4.2. Research Design

To validate the index of learning style (ILS) instrument for the secondary-grade students, internal consistency reliability and construct validity were examined through a step-wise approach. Average items correlation was identified by Cronbach’s alpha coefficient to find the internal consistency reliability of an instrument. The construct validity of the tool was identified using Structural or factorial validity (exploratory and confirmatory factor analysis). The researcher should provide the evidence of construct validity; even the reliability of the instrument has been established [48]. ILS has been only validated by various researchers using EFA [17,31,35,43,44,45]; however, researchers have argued that factorial validity also needs to be verified using CFA [49]. Exploratory Factor Analysis (EFA) provides the necessary amount of factors to represent the data. It is a measure to examine the dimension of a group of items [49]. Confirmatory factor analysis confirms how well the estimated variables represent the small number of constructs and approves the structural model of the tool [49].

The instrument was administered in the mid of the session of the academic year 2018. The paper–pencil form of instruments was used for the study. This made it easy for the students and teachers (who helped in conducting the survey) as they were able to obtain the data in their classes and did not require going to the computer lab. Initially, the scale scoring was carried out manually on the form, and later the data was digitized to be used in Statistical Package for Social Sciences (SPSS) version 20. For construct validity and internal consistency reliability, 421 valid ILS surveys were utilized. The sample was split randomly in half to analyze factorial structure to minimize the chance of overanalyzing the data. The EFA and CFA were carried out on separated sub-samples. When sample was randomly split, it reduces the sample size for EFA ($N=201$) and CFA ($N=220$), but ref. [60] suggests small sample size for factor analysis. According to [33], the sample size up to 150 is considered acceptable; hence the sample size was adequate for the present study.

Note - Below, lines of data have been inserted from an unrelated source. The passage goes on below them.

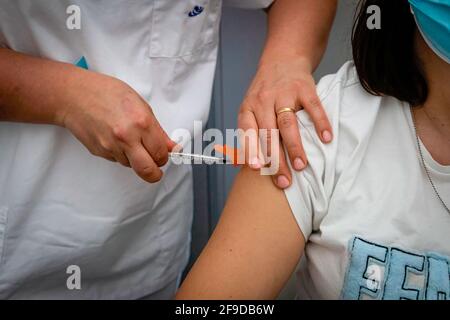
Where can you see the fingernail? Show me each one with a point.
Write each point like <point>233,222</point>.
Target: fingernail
<point>283,182</point>
<point>255,164</point>
<point>327,137</point>
<point>299,164</point>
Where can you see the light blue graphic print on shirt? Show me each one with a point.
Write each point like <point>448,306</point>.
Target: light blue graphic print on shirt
<point>380,272</point>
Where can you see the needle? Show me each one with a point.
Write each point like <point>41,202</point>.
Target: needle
<point>206,159</point>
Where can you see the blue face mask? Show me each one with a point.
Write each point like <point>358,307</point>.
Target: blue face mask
<point>433,20</point>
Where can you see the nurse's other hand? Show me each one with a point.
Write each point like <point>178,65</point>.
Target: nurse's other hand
<point>115,123</point>
<point>285,83</point>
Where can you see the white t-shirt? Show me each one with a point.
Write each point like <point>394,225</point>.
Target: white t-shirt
<point>375,229</point>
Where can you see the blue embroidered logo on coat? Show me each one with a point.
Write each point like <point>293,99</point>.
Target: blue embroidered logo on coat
<point>379,272</point>
<point>196,11</point>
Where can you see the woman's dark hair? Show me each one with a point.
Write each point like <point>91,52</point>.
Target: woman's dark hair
<point>386,58</point>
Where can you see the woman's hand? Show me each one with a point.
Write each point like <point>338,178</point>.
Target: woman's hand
<point>115,123</point>
<point>284,82</point>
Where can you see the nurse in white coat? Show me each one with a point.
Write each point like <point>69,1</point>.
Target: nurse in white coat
<point>65,211</point>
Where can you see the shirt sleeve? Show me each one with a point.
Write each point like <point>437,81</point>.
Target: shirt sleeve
<point>311,189</point>
<point>249,4</point>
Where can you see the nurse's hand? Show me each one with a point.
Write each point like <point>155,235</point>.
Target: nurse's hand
<point>115,123</point>
<point>281,84</point>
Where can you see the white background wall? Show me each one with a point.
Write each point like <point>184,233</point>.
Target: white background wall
<point>242,39</point>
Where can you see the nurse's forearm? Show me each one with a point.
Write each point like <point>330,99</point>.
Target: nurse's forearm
<point>299,29</point>
<point>31,88</point>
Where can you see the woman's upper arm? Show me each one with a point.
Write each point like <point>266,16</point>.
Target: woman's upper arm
<point>254,249</point>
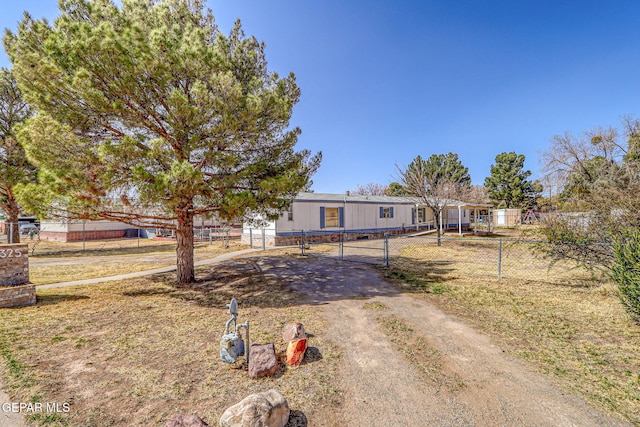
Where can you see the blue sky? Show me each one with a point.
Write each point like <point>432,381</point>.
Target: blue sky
<point>385,80</point>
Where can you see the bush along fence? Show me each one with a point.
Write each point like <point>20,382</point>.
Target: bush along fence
<point>470,257</point>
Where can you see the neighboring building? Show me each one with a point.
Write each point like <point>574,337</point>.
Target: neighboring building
<point>79,230</point>
<point>323,217</point>
<point>73,231</point>
<point>506,217</point>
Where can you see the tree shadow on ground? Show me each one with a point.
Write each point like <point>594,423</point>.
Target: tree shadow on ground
<point>50,299</point>
<point>285,281</point>
<point>215,285</point>
<point>297,419</point>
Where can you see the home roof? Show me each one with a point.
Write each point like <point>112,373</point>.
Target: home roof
<point>334,198</point>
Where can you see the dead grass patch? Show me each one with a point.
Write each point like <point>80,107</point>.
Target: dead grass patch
<point>41,275</point>
<point>135,353</point>
<point>576,332</point>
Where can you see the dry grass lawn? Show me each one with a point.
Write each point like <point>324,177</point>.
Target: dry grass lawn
<point>88,265</point>
<point>574,331</point>
<point>135,353</point>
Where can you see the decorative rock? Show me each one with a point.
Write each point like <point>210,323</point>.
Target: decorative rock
<point>266,409</point>
<point>186,421</point>
<point>295,352</point>
<point>293,331</point>
<point>262,360</point>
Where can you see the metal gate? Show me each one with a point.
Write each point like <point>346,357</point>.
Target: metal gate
<point>346,246</point>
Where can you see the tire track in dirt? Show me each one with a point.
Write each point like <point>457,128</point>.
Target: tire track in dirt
<point>382,388</point>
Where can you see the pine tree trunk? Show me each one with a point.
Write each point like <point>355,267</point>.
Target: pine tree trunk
<point>13,213</point>
<point>184,247</point>
<point>439,226</point>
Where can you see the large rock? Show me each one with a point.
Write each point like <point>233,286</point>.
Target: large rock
<point>262,360</point>
<point>293,331</point>
<point>186,421</point>
<point>266,409</point>
<point>295,352</point>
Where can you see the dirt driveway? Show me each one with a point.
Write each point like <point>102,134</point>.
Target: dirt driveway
<point>478,385</point>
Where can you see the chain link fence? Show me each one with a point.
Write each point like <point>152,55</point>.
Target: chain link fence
<point>482,258</point>
<point>84,241</point>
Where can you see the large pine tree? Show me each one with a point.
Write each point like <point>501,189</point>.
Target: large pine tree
<point>15,169</point>
<point>508,185</point>
<point>148,115</point>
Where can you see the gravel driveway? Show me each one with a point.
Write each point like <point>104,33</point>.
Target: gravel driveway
<point>382,389</point>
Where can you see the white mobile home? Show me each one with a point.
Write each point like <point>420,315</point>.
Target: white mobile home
<point>323,217</point>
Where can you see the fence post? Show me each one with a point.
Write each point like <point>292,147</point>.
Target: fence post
<point>386,250</point>
<point>499,259</point>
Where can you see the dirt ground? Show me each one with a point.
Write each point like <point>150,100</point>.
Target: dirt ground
<point>479,384</point>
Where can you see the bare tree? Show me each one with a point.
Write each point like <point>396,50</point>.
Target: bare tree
<point>436,182</point>
<point>597,174</point>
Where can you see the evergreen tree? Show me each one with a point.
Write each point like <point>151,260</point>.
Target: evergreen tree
<point>14,166</point>
<point>508,185</point>
<point>148,115</point>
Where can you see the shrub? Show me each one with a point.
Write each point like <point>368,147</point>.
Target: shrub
<point>626,271</point>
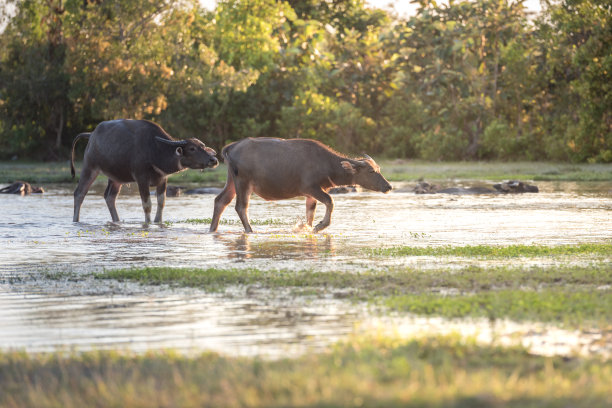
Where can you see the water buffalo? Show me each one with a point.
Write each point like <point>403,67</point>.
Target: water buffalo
<point>22,188</point>
<point>277,169</point>
<point>136,150</point>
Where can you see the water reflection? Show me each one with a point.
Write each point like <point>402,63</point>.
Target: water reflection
<point>38,237</point>
<point>278,246</point>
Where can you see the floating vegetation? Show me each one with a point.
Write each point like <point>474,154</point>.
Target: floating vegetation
<point>491,251</point>
<point>568,295</point>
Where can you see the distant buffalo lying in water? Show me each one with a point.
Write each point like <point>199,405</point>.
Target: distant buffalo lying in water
<point>511,186</point>
<point>136,150</point>
<point>22,188</point>
<point>277,169</point>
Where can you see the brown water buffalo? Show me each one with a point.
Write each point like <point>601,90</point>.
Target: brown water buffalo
<point>277,169</point>
<point>136,150</point>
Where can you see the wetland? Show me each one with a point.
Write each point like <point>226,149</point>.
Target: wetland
<point>422,292</point>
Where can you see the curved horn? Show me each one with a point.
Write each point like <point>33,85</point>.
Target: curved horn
<point>172,142</point>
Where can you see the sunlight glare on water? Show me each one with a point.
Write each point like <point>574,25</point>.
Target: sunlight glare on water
<point>39,237</point>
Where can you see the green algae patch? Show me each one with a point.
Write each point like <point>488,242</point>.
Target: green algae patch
<point>491,251</point>
<point>576,296</point>
<point>363,371</point>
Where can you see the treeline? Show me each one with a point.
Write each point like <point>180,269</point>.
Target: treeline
<point>470,80</point>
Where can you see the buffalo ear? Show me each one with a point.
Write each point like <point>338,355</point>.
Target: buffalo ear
<point>349,167</point>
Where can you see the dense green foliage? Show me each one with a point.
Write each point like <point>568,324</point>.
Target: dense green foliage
<point>469,80</point>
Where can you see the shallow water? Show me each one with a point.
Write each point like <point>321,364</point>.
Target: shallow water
<point>38,238</point>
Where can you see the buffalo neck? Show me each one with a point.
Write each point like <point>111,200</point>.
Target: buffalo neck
<point>339,176</point>
<point>167,161</point>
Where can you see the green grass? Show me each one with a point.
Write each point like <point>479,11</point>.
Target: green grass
<point>364,371</point>
<point>491,251</point>
<point>574,296</point>
<point>34,172</point>
<point>409,170</point>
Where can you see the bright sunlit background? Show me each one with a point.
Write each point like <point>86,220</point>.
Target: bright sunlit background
<point>403,8</point>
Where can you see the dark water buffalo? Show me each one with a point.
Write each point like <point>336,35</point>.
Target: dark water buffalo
<point>277,169</point>
<point>136,150</point>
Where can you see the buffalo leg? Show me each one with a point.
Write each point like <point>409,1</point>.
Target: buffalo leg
<point>161,200</point>
<point>326,199</point>
<point>110,195</point>
<point>243,194</point>
<point>85,181</point>
<point>222,201</point>
<point>145,196</point>
<point>311,206</point>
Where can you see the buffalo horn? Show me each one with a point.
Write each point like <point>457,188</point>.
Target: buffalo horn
<point>179,143</point>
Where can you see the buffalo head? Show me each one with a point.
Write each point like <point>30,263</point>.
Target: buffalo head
<point>366,173</point>
<point>192,153</point>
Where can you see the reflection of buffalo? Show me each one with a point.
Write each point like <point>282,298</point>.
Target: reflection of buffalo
<point>22,188</point>
<point>511,186</point>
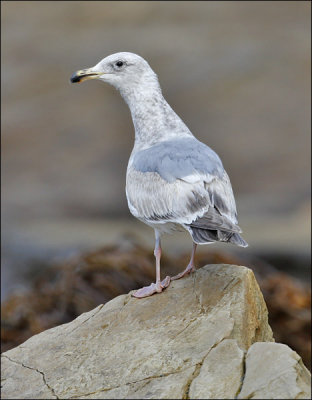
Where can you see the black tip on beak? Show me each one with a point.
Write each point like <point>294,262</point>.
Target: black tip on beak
<point>75,78</point>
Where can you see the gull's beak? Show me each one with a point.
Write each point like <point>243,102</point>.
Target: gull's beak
<point>83,75</point>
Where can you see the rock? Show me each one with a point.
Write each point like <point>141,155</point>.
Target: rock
<point>283,375</point>
<point>187,342</point>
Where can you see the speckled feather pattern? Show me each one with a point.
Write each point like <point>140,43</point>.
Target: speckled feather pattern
<point>173,180</point>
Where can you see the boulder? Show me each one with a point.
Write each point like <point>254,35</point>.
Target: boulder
<point>198,339</point>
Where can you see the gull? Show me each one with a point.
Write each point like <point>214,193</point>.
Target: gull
<point>174,182</point>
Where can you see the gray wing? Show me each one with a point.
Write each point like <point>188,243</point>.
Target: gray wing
<point>181,181</point>
<point>179,159</point>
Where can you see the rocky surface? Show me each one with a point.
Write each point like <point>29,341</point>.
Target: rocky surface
<point>188,342</point>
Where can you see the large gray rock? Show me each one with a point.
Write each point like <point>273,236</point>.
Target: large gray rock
<point>188,342</point>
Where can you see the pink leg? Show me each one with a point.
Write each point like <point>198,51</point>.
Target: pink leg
<point>159,285</point>
<point>190,268</point>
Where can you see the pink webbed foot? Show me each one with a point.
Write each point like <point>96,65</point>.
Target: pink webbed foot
<point>157,287</point>
<point>190,268</point>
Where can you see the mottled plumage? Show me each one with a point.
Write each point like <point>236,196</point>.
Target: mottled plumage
<point>173,180</point>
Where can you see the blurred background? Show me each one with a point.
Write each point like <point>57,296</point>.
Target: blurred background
<point>237,73</point>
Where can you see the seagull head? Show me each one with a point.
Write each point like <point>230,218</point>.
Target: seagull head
<point>122,70</point>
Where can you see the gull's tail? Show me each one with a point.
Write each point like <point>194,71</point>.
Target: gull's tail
<point>203,236</point>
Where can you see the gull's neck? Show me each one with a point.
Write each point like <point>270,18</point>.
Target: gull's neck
<point>153,118</point>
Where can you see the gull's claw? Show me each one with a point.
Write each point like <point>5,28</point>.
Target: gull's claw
<point>190,268</point>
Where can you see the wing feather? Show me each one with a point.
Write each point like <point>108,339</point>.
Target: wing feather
<point>182,182</point>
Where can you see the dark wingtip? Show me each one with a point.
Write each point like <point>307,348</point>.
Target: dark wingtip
<point>75,78</point>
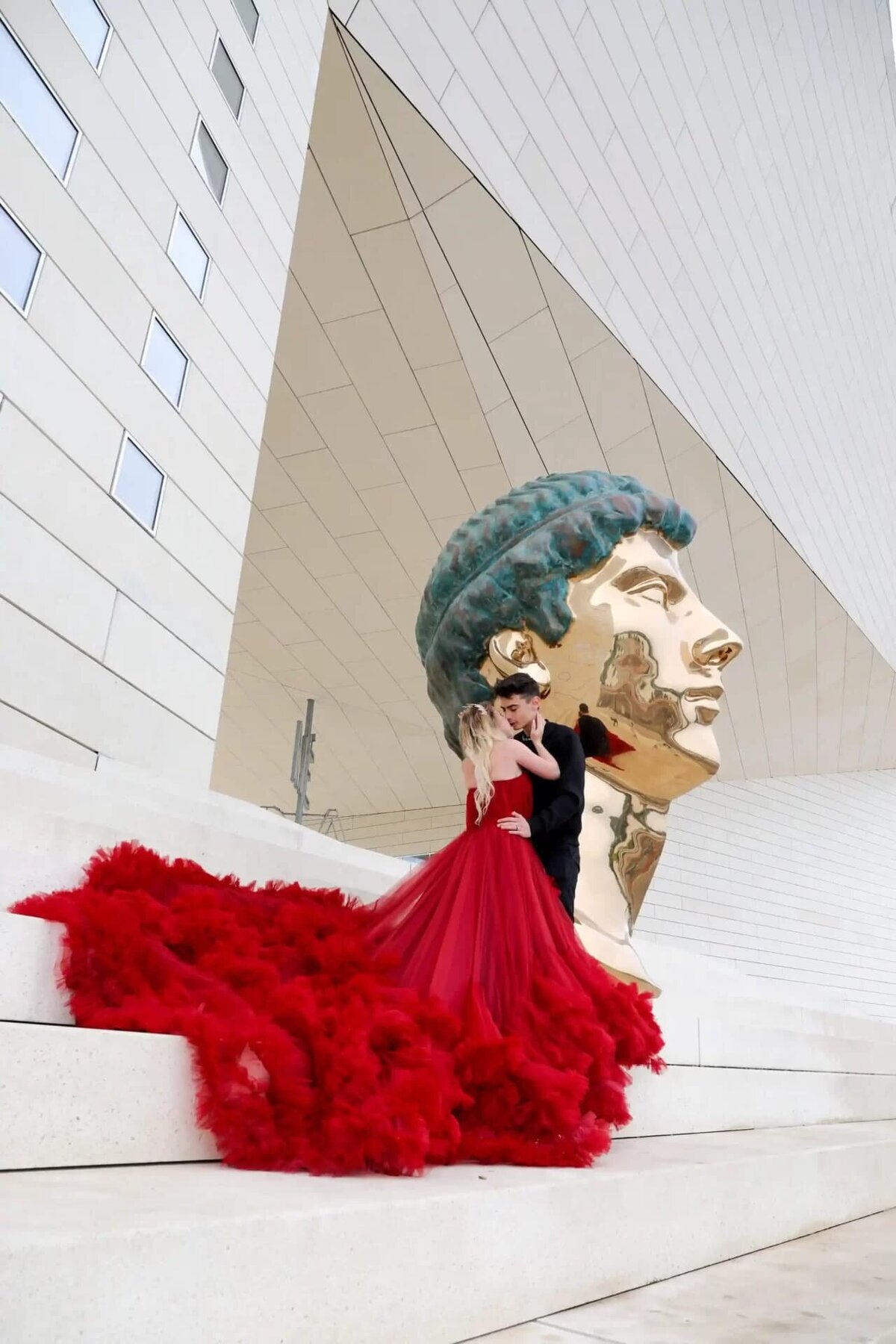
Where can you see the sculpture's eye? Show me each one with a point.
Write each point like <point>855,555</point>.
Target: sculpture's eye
<point>655,591</point>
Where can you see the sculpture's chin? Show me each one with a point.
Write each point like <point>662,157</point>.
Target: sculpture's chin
<point>699,741</point>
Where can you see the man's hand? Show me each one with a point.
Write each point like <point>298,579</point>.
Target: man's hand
<point>516,826</point>
<point>536,730</point>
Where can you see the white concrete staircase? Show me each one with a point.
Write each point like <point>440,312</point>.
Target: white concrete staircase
<point>775,1119</point>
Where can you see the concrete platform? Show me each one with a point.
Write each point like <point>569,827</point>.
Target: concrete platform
<point>93,1098</point>
<point>200,1253</point>
<point>832,1288</point>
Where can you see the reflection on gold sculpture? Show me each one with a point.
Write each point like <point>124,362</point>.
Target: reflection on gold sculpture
<point>586,594</point>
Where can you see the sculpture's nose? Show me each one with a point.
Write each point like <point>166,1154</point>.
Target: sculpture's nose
<point>716,650</point>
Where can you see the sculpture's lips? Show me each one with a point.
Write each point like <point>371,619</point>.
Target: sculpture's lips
<point>704,692</point>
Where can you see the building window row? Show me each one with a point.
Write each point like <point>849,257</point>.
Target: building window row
<point>247,16</point>
<point>139,483</point>
<point>89,26</point>
<point>35,109</point>
<point>20,261</point>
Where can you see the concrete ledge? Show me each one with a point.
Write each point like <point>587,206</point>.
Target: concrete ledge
<point>81,1098</point>
<point>200,1253</point>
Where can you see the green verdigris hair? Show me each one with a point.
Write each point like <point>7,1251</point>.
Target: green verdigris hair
<point>509,564</point>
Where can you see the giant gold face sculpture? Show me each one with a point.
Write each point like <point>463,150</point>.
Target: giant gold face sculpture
<point>645,655</point>
<point>575,579</point>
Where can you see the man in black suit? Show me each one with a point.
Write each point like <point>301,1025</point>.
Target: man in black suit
<point>558,804</point>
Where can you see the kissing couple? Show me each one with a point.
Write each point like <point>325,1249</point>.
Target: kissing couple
<point>455,1019</point>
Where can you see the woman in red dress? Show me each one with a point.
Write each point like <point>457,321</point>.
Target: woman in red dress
<point>455,1019</point>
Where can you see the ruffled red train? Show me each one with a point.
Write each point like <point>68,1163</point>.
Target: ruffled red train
<point>457,1019</point>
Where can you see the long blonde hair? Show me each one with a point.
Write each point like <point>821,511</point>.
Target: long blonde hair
<point>479,732</point>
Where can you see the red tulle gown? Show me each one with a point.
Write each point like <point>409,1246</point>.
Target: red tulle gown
<point>457,1019</point>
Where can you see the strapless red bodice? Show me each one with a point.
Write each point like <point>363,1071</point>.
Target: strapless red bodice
<point>509,796</point>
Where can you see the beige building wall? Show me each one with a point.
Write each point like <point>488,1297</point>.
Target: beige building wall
<point>113,641</point>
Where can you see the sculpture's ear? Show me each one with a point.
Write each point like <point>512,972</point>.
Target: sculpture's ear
<point>514,651</point>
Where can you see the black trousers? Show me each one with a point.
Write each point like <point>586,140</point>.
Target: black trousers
<point>561,866</point>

The suitability of data was first, examined for factor analysis through Kaiser–Meyer–Olkin and Bartlett’s test of Sphericity [34]. The data analysis for EFA was conducted on SPSS 25.0 software. Kaiser’s criterion method with Varimax rotational was used first to retain a number of factors. Kaiser’s criterion method with Eigen values less than 1.0 sometimes extracts too many factors [34]. Thus, five factors solution was investigated based on Catell’s scree plot test, which often extracts very few factors. The scree plot test implicates plotting each of the eigenvalues of the factor and examining the plot to look for a point where the shape of the curve alters the direction and becomes horizontal [34]. Both Kaiser’s criterion method and scree plot were used to extract factors and the results were assessed for consistency. When factors are extracted using scree plot tests, the cumulative variance may decrease. Then Oblique rotation instead of Varimax rotation was used since different factors were expected to correlate as suggested by [35] and oblique rotation helps provide a clear pattern than Varimax rotation. The solution attained through both methods was compared for consistency.

CFA was conducted on the second sub-sample ($N=220$) to cross-validate the factor structure identified by EFA using AMOS version 26.0. This technique helps to confirm the structural model of the tool. In CFA, a model that consists of a number of items and the number of factors as retained from EFA was assessed. KMO and Bartlett’s Test of Sphericity was examined to test the suitability of data and then the goodness-of-fit-indices were examined.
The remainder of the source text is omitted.